Thank you for the advice! I actually never though about bean sprouts. I used shirataki because they look like noodles, but the taste is still pretty awful in my opinion. Smells and tastes like rubber that has been sitting in the sea for too long. Maybe I'm not using them right, but I don't know, haha.
 
Getting rid of sugar and starchy carbs (but especially sugar) sounds like a great idea. I really notice the difference in cravings.
 
Thursday, January 4, 2018

The holidays are over. Thank GOODNESS. I can finally get back to eating clean again.

First of all, I hope you guys are having a fantastic new year, and I hope your holidays treated you well. I think we should all start the year by forgiving ourselves for binging during the holidays. Couldn't be helped, right? Haha. Only comes once a year, so we might as well enjoy it!

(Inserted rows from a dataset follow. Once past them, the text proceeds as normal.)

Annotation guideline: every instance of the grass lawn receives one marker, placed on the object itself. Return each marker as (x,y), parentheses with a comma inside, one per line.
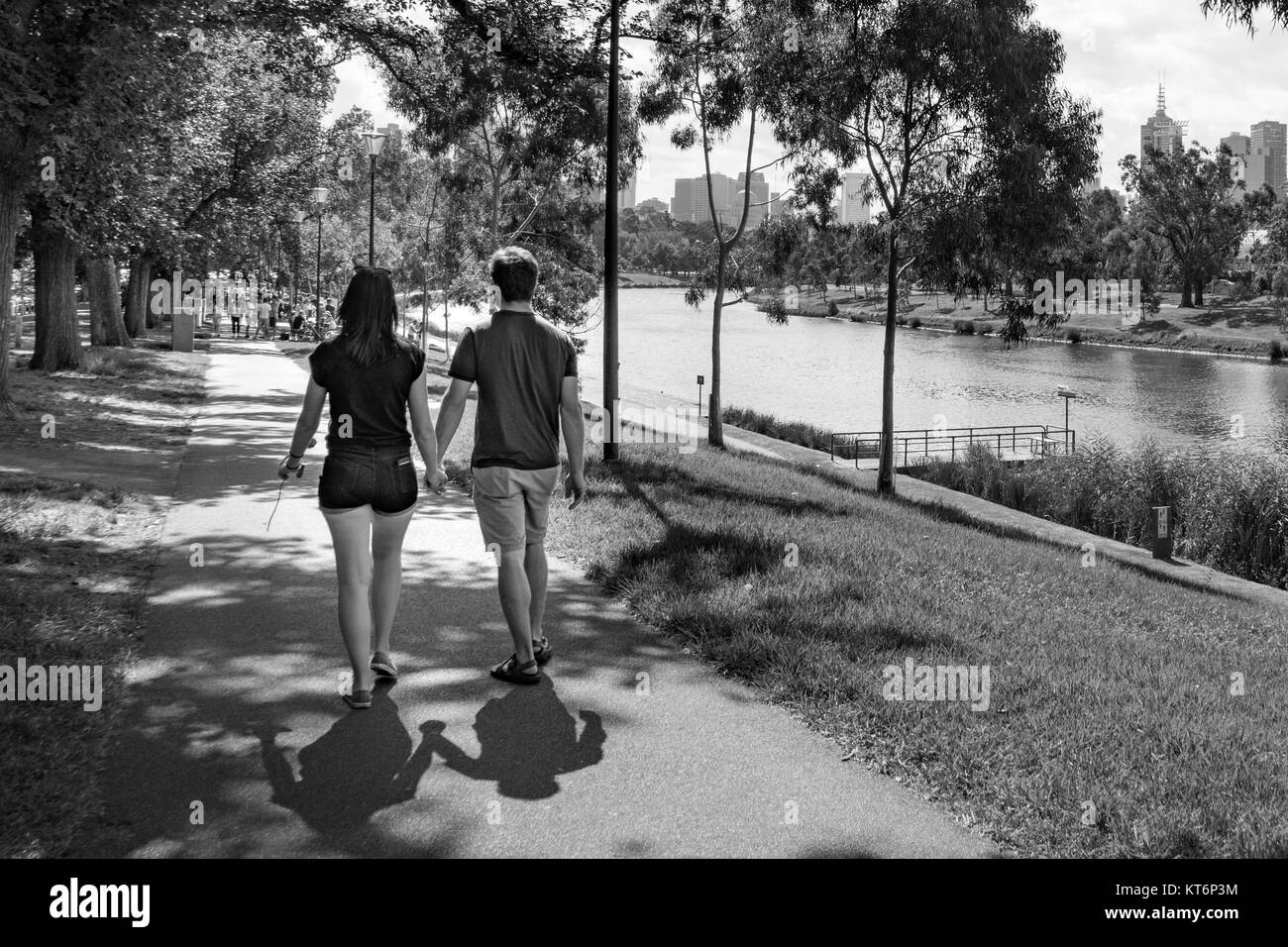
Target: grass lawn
(1112,729)
(75,558)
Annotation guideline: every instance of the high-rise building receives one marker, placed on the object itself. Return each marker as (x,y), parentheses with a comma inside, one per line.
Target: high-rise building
(1239,147)
(758,208)
(1160,133)
(1267,158)
(854,205)
(626,196)
(691,201)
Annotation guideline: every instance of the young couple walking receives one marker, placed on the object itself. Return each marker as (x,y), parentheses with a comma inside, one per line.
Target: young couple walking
(526,371)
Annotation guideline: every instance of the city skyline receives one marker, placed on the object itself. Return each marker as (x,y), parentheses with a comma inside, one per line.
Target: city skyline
(1115,55)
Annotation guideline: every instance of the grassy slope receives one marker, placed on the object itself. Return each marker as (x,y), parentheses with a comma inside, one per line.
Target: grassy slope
(1107,686)
(73,565)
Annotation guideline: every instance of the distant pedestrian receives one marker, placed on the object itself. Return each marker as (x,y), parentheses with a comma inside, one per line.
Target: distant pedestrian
(263,316)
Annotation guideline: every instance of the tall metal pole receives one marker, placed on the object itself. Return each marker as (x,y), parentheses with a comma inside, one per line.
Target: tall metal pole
(609,425)
(372,218)
(317,281)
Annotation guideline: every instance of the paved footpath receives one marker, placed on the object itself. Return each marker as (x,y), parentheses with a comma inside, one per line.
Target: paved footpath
(239,744)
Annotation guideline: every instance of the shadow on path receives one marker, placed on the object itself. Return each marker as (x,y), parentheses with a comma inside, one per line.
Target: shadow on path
(526,740)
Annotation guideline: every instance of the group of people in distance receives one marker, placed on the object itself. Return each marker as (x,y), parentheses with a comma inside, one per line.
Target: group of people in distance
(271,317)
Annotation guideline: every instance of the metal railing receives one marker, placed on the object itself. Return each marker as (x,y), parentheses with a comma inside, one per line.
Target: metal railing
(1025,441)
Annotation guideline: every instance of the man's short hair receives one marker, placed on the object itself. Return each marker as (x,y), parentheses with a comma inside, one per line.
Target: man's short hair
(514,270)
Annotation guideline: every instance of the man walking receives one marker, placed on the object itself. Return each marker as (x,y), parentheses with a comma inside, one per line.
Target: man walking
(526,369)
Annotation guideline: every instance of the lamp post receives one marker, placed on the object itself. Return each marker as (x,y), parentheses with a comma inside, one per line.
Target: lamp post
(1068,394)
(375,142)
(299,218)
(610,244)
(320,195)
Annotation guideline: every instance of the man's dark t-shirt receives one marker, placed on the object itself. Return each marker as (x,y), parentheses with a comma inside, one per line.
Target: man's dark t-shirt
(374,397)
(519,363)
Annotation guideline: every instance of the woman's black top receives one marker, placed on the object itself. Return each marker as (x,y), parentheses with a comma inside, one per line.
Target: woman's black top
(369,405)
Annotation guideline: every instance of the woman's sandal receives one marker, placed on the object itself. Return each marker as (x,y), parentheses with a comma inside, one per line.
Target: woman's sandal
(511,672)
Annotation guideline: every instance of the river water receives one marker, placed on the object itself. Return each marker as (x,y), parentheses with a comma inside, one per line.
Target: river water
(828,372)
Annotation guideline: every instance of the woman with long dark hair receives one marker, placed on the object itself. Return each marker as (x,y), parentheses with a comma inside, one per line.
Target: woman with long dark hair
(368,489)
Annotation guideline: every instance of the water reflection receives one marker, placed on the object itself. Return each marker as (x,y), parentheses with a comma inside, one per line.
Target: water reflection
(828,372)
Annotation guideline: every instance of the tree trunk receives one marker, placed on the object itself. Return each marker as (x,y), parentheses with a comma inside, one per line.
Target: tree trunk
(11,211)
(137,295)
(885,471)
(106,325)
(715,423)
(56,322)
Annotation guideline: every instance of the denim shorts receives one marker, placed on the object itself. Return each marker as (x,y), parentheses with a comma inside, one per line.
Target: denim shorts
(382,476)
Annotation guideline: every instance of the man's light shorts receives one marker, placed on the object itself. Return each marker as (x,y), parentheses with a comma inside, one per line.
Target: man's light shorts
(513,505)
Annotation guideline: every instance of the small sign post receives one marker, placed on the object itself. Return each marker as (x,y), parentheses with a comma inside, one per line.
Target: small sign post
(1163,527)
(1067,393)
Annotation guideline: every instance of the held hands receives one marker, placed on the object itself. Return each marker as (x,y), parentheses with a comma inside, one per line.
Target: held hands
(436,479)
(575,486)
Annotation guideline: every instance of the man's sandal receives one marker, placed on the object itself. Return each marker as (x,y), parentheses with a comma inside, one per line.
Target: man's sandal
(511,672)
(384,665)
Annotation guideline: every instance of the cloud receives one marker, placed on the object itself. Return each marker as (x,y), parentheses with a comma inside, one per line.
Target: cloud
(1219,78)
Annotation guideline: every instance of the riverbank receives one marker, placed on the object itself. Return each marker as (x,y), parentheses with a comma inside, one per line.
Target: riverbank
(1241,330)
(811,589)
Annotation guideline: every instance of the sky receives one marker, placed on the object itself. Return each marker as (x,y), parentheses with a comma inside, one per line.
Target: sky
(1218,77)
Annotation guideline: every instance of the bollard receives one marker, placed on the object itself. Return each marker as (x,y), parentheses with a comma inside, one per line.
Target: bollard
(1163,532)
(181,330)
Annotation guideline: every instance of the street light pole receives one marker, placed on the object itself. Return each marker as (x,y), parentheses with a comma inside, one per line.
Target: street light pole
(609,425)
(375,142)
(320,195)
(299,217)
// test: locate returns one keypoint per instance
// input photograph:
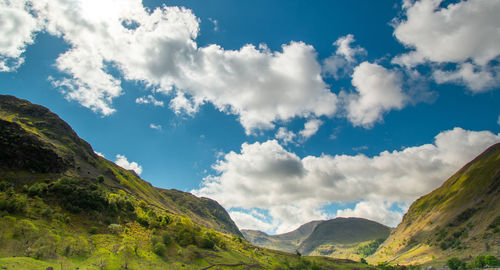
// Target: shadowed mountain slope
(459, 219)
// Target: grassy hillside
(459, 219)
(288, 242)
(344, 238)
(39, 146)
(62, 206)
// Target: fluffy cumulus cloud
(379, 211)
(378, 90)
(17, 27)
(155, 126)
(345, 57)
(293, 190)
(285, 136)
(464, 33)
(124, 163)
(149, 99)
(158, 48)
(310, 128)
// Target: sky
(283, 111)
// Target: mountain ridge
(325, 237)
(460, 217)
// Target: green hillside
(62, 206)
(459, 219)
(345, 238)
(288, 242)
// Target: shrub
(206, 242)
(185, 237)
(456, 264)
(159, 249)
(369, 248)
(491, 261)
(13, 204)
(166, 238)
(77, 197)
(115, 228)
(155, 239)
(5, 185)
(93, 230)
(38, 189)
(100, 179)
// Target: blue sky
(283, 111)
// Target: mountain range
(459, 219)
(346, 238)
(63, 205)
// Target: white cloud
(17, 28)
(476, 78)
(149, 99)
(158, 48)
(215, 23)
(310, 128)
(293, 190)
(342, 62)
(154, 126)
(433, 33)
(373, 210)
(250, 220)
(124, 163)
(285, 136)
(344, 48)
(378, 90)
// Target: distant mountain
(459, 219)
(288, 242)
(63, 206)
(343, 237)
(338, 238)
(38, 146)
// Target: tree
(456, 264)
(491, 261)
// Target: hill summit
(459, 219)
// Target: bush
(166, 238)
(13, 203)
(77, 197)
(93, 230)
(456, 264)
(206, 242)
(491, 261)
(159, 249)
(100, 179)
(115, 228)
(370, 248)
(185, 237)
(38, 189)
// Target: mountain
(343, 237)
(63, 206)
(288, 242)
(36, 142)
(348, 238)
(459, 219)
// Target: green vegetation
(370, 248)
(460, 218)
(344, 231)
(456, 264)
(62, 206)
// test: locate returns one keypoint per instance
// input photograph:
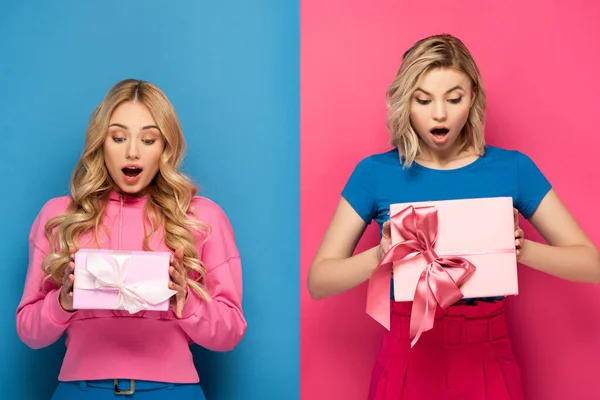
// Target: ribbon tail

I'm starting off this year by being positive about myself. I'm not going to put myself down and call myself "ugly" or "fat", even jokingly. Not allowed! I need to feel good about myself as I currently am. Being negative only makes me do drastic things to lose weight, and renews the cycle of binging and starving myself.

I'm still on the keto diet and it's going pretty well. I'm going to be doing this diet until the beginning of February, then I will be reintroducing fruits back into my diet again. My main goal is to cut the sugary/starchy cravings out so I can eat clean and not feel like a slave to fast food chains. So far, my cravings have decreased dramatically and I feel a little lighter in the face.

Weight wise, I haven't really changed. Currently I'm 185 lbs. That's a 3 lb weight loss since I first started this journal, which is completely fine for me. A marathon, not a race, right? I'm just happy I'm still losing weight and not gaining anything.

I haven't exercised since before the holidays, and my body is feeling extremely creaky and out-of-shape. I'm starting off my mornings by doing some light cardio for 30 minutes, and then go from there. I am still paying for gym membership but if I'm completely honest with myself, I don't feel like I'm ready to be pumping iron. All the gym will do at this point in my weight loss will burn me out and make me hungry, and then make me binge. I need to practice self-restraint and willpower first before I go back to the gym again.

I'll just have to keep paying the monthly membership until I'm ready. I'll just let it be incentive for me to get to the point where I could go back to the gym again!

Other than that, I'm still on the path. 2017 was such a crappy year for me, but 2018 will be a whole lot better. I could feel it!
 
Here's to a well-balanced, happy & healthy new year :beerchug: (with sparkling mineral water for me) :)
 
Thursday, January 25, 2018

I haven't updated this in a while! But no worries, I'm still trying to lose weight.

I'm currently 181 lbs, which is a nice drop from the 185 lb. Already looking skinnier and people are noticing.

All I did was eat significantly less than I used to. I've also been fasting a lot.

And... I'm no longer on keto lol. It was a nice run but it was driving me nuts.

My main problem right now is finding the drive and energy to go to the gym. I can't just eat less and expect results, right? At least, not the results I'm looking for. I'm going to try to go to the gym every day and see how that works. I'm also paying for the gym membership, so I don't want it to go to waste. Ick.